France M., garde-côte, bonjour. Je suis actuellement en intervention et n'ai donc pas la capacité de vous répondre dans l'immédiat. Laissez-moi un message après le bip sonore, et dès mon retour, ou dès que ce sera possible, je vous recontacterai sans faute. Merci de voter compréhension, à très bientôt.


Et bien, ce bâteau est bien plus imposant que ce que le radar indiquait ! Mais son état explique assez bien pourquoi nous n'avons pas pu obtenir de contact radio. Je n'ai jamais vu une telle épave encore à flots. Enfin bon, quand il faut y aller, hein, allons-y. Mais en combinaison, avec les gants et tout le tremblement. C'est un coup à choper tétanos et polio d'un seul coup cette saloperie. Ha ha, Franck, ton échelle de corde n'a pas fait long feu contre la paroi rugueuse et rouillée du navire. Et vu comment la coque s'effrite, je ne pense pas que ce soit une bonne idée non plus d'envoyer l'échelle renforcée.

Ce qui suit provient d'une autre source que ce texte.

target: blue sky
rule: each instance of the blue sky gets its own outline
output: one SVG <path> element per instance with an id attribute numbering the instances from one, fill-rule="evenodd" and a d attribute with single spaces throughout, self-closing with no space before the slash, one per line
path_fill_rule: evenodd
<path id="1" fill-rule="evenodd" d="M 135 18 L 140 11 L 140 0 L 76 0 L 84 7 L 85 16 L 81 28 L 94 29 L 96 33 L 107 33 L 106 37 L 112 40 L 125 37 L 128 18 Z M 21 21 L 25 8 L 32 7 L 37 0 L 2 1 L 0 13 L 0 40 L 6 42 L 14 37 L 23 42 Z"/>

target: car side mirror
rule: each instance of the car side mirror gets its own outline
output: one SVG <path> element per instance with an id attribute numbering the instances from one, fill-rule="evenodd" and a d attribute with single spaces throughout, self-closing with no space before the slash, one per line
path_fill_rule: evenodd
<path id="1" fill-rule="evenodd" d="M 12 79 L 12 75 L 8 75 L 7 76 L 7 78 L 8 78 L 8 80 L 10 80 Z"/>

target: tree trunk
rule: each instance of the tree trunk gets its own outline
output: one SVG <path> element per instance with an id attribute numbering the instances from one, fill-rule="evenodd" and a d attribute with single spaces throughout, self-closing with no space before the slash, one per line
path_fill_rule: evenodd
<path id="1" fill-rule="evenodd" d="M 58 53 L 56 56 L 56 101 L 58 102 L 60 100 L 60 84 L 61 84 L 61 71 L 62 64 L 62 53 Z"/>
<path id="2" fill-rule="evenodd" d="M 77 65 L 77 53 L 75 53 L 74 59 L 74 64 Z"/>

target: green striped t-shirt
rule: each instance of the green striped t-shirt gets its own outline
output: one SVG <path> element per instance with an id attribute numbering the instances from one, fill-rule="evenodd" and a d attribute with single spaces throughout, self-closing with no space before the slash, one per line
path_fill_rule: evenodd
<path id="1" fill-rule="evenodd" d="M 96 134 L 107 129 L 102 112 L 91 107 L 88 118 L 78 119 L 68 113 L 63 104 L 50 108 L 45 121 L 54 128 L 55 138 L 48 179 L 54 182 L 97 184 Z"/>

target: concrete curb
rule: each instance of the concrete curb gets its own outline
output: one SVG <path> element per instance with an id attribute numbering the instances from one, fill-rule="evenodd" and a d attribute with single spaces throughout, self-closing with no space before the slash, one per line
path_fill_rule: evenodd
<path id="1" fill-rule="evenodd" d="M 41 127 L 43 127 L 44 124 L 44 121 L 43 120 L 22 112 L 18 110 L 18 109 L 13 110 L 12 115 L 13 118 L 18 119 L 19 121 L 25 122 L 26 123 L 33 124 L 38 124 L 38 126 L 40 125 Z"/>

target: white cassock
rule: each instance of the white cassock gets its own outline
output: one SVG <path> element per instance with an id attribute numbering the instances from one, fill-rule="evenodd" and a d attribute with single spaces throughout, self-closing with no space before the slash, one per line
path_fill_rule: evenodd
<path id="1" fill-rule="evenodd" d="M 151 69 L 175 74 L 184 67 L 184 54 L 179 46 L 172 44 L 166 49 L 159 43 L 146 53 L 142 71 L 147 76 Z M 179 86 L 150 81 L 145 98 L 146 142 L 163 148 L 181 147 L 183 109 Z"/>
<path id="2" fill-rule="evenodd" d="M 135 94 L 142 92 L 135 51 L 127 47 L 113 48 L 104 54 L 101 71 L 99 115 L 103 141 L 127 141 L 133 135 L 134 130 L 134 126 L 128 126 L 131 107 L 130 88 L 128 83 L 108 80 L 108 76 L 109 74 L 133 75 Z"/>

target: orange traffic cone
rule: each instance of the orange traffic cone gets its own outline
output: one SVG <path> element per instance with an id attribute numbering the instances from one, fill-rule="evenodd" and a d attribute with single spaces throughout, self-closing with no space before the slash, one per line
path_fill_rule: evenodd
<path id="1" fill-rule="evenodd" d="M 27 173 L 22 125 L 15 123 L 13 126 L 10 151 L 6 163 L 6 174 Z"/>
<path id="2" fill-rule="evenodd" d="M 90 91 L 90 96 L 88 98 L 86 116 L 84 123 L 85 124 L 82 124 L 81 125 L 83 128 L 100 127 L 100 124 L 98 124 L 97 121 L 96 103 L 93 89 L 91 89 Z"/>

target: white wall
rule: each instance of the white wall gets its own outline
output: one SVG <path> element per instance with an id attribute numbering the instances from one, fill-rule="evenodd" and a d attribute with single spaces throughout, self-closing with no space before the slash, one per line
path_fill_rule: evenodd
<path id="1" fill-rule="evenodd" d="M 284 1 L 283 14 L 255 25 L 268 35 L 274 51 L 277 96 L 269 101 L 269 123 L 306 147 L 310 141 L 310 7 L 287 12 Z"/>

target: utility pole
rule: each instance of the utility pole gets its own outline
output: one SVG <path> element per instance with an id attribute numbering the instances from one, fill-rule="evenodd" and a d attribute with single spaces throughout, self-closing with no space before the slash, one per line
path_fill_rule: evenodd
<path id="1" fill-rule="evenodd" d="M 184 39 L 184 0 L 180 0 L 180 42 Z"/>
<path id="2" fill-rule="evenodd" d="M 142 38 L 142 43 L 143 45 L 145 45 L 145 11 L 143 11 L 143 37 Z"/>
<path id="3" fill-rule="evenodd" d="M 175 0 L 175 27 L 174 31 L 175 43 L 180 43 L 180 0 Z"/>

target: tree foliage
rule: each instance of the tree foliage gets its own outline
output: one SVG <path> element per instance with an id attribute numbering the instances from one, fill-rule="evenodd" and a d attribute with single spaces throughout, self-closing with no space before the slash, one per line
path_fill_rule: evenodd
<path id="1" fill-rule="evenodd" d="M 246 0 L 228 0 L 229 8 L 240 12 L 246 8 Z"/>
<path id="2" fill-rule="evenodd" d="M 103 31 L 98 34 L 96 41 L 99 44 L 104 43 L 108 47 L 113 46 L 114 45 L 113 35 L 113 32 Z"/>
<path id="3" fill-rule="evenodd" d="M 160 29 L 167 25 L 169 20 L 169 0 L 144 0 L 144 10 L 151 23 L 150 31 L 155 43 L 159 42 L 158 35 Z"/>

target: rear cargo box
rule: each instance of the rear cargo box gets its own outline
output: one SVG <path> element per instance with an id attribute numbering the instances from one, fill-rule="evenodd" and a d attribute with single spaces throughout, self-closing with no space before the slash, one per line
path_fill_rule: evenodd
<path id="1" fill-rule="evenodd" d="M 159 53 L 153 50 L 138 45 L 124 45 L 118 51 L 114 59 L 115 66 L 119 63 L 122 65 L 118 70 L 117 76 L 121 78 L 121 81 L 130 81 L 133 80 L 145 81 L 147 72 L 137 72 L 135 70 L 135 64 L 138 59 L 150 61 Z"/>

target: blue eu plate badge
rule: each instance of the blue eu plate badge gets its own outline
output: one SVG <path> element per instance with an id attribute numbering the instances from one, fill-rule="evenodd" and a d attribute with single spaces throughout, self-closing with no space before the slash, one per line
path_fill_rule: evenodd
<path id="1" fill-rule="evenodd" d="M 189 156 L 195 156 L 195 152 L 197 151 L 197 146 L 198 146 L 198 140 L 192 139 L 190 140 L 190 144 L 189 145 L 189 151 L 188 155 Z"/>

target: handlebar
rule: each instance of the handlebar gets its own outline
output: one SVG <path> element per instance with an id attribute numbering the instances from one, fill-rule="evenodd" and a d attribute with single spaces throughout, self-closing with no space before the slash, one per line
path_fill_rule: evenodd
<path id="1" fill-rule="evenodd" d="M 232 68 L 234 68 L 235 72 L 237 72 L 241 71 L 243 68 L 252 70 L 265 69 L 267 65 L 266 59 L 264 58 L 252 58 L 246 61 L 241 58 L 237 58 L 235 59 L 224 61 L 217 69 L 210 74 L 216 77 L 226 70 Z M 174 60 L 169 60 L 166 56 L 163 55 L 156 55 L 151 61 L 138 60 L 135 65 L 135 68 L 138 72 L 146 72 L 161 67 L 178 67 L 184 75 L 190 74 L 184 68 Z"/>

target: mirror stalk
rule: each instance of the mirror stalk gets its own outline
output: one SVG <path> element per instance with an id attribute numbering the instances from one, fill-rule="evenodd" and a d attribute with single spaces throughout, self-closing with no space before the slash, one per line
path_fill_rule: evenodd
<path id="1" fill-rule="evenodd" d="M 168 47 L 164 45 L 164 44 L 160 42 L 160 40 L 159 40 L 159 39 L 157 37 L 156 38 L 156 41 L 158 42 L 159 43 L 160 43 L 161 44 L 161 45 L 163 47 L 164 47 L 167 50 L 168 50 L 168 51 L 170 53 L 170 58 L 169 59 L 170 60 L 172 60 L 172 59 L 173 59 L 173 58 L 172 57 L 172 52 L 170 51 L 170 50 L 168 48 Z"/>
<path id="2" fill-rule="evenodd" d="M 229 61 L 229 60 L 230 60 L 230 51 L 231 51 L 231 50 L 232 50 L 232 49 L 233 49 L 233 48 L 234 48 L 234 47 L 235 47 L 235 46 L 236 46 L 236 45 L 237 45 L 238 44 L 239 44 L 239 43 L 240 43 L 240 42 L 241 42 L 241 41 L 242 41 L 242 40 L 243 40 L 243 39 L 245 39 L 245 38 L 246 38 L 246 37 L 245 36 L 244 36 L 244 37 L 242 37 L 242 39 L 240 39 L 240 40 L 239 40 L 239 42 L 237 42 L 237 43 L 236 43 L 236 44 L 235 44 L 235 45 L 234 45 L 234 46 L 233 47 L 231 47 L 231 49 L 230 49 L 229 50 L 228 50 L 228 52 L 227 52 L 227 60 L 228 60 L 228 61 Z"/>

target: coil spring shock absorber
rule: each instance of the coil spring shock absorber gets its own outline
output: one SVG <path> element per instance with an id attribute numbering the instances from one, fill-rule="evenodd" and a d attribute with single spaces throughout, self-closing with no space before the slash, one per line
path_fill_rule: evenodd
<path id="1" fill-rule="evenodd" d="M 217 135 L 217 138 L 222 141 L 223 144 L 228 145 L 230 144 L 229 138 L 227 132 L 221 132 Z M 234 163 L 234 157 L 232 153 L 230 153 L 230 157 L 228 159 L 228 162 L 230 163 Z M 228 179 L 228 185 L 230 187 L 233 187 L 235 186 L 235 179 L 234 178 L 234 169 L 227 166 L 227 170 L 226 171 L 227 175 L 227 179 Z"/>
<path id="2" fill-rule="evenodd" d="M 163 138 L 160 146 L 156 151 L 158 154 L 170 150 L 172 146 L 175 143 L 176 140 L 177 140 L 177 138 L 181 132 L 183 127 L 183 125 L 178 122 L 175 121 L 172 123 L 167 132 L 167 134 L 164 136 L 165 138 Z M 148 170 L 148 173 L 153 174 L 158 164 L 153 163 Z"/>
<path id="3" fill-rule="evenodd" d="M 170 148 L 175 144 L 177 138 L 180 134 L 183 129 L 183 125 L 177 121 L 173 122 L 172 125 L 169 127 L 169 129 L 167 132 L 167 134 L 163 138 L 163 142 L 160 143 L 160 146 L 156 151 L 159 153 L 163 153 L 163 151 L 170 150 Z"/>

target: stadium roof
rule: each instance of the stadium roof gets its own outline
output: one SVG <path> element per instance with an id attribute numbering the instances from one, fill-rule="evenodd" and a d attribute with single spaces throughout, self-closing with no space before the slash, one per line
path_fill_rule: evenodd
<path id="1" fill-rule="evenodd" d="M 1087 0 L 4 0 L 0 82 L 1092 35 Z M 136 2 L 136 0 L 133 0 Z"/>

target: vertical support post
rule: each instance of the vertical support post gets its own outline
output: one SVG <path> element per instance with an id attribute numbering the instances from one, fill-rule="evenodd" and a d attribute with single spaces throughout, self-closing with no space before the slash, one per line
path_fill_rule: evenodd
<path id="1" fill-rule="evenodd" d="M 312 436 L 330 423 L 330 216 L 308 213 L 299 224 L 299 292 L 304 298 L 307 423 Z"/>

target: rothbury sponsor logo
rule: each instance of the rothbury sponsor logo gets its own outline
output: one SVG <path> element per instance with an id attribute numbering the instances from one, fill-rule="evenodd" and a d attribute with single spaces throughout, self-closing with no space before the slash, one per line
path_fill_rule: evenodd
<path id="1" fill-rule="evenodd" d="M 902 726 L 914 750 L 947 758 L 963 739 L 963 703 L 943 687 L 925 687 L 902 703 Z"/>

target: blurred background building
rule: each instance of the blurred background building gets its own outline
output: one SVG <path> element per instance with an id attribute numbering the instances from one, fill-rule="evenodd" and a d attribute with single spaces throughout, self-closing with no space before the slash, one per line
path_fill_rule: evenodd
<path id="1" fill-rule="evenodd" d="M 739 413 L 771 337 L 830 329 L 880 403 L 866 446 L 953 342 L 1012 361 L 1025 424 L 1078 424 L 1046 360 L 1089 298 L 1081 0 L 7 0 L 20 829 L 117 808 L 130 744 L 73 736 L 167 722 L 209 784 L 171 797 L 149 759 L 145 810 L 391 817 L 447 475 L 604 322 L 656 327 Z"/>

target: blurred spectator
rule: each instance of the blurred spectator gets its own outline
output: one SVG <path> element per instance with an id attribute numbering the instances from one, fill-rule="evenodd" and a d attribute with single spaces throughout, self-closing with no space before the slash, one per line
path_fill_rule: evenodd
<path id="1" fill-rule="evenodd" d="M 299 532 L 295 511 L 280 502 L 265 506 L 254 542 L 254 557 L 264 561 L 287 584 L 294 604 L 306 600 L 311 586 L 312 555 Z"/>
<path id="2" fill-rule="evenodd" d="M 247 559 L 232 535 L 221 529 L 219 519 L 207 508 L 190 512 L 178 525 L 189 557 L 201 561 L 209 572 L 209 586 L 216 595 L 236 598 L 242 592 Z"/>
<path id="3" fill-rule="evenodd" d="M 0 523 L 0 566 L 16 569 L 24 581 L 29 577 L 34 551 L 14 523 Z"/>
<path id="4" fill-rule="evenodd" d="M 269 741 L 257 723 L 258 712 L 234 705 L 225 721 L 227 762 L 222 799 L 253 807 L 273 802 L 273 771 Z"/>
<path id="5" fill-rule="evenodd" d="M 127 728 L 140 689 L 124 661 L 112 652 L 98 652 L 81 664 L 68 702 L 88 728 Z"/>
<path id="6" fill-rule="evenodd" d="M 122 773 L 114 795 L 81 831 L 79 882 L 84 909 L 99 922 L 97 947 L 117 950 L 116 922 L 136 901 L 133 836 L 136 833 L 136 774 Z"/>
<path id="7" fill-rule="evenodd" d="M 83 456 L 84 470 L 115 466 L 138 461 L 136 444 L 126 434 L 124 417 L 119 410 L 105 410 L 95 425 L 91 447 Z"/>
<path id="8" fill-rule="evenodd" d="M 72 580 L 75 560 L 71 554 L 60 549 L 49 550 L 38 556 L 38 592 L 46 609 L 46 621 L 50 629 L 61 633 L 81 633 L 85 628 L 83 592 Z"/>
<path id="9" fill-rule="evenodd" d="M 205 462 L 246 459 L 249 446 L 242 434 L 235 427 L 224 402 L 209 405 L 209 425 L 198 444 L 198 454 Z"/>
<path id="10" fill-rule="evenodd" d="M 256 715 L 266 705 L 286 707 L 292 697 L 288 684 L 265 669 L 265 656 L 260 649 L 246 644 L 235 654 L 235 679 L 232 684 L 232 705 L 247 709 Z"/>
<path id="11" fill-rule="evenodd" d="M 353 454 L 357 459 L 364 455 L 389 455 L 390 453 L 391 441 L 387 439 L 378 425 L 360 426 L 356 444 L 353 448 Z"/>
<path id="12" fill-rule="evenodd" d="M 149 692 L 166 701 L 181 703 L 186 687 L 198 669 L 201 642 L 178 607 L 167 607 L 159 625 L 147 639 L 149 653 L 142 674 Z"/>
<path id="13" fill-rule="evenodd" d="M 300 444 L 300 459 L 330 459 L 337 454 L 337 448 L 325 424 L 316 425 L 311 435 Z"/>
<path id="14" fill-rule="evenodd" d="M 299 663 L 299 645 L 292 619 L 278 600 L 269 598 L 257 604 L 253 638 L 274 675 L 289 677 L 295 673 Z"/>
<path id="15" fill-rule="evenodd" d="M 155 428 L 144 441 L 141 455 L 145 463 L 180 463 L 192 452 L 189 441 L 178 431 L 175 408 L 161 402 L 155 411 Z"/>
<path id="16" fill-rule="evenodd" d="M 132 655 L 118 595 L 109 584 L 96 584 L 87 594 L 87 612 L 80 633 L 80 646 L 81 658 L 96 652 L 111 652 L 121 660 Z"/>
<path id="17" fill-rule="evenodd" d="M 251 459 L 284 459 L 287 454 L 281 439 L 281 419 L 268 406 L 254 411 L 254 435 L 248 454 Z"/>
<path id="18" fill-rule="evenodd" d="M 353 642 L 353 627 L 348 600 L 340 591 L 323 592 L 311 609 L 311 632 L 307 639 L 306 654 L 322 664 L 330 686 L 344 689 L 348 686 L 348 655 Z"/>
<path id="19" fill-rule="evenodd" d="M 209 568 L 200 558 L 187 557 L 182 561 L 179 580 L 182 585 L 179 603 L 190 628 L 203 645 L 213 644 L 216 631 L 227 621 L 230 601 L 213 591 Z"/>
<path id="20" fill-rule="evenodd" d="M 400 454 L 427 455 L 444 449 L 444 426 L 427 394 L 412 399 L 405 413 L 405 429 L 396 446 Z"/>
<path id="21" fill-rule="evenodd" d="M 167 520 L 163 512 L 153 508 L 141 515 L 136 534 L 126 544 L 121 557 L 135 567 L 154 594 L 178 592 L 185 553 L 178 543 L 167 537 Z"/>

A mon avis, notre poids risque d'arracher tout simplement le point d'ancrage et de nous précipiter dans l'eau entre les deux embarcations. Là encore, un coup à se faire broyer le crâne en un rien de temps. Non, le mieux serait encore de faire un trou dans la coque. De toutes façons, ce bateau est bon pour la casse, alors intervenons rapidement, et foutons le camp avant que tout ce métal ne nous tombe sur le coin de la tronche.


Pouah ! C'est une véritable infection là dedans ! J'espère que je ne vais pas tomber sur un cadavre, sinon je vais crier. C'est déjà arrivé une fois, on avait trouvé un cadavre de chien dans un bateau de plaisance. Le propriétaire voulait faire disparaitre le corps du chien de sa femme là où elle ne le retrouverait pas. Dans quel monde vit-on franchement ? En tous cas, je me souviens avoir eu un petit sursaut de peur avant d'aller vomir. Alors si je devais tomber sur un cadavre humain, et à moitié décomposé si c'est bien de lui que venait l'odeur, je pense que je pourrais même m'évanouir. Comprenez-moi aussi, entre une vision d'horreur, une atmosphère lourde et sombre, une odeur de mort, et une désagréable sensation de captivité et de danger omniprésent, il y a de quoi se sentir mal. Et puis, tout ceci est absurde : il y a parmi les canalisations certaines qui ne mènent nulle-part !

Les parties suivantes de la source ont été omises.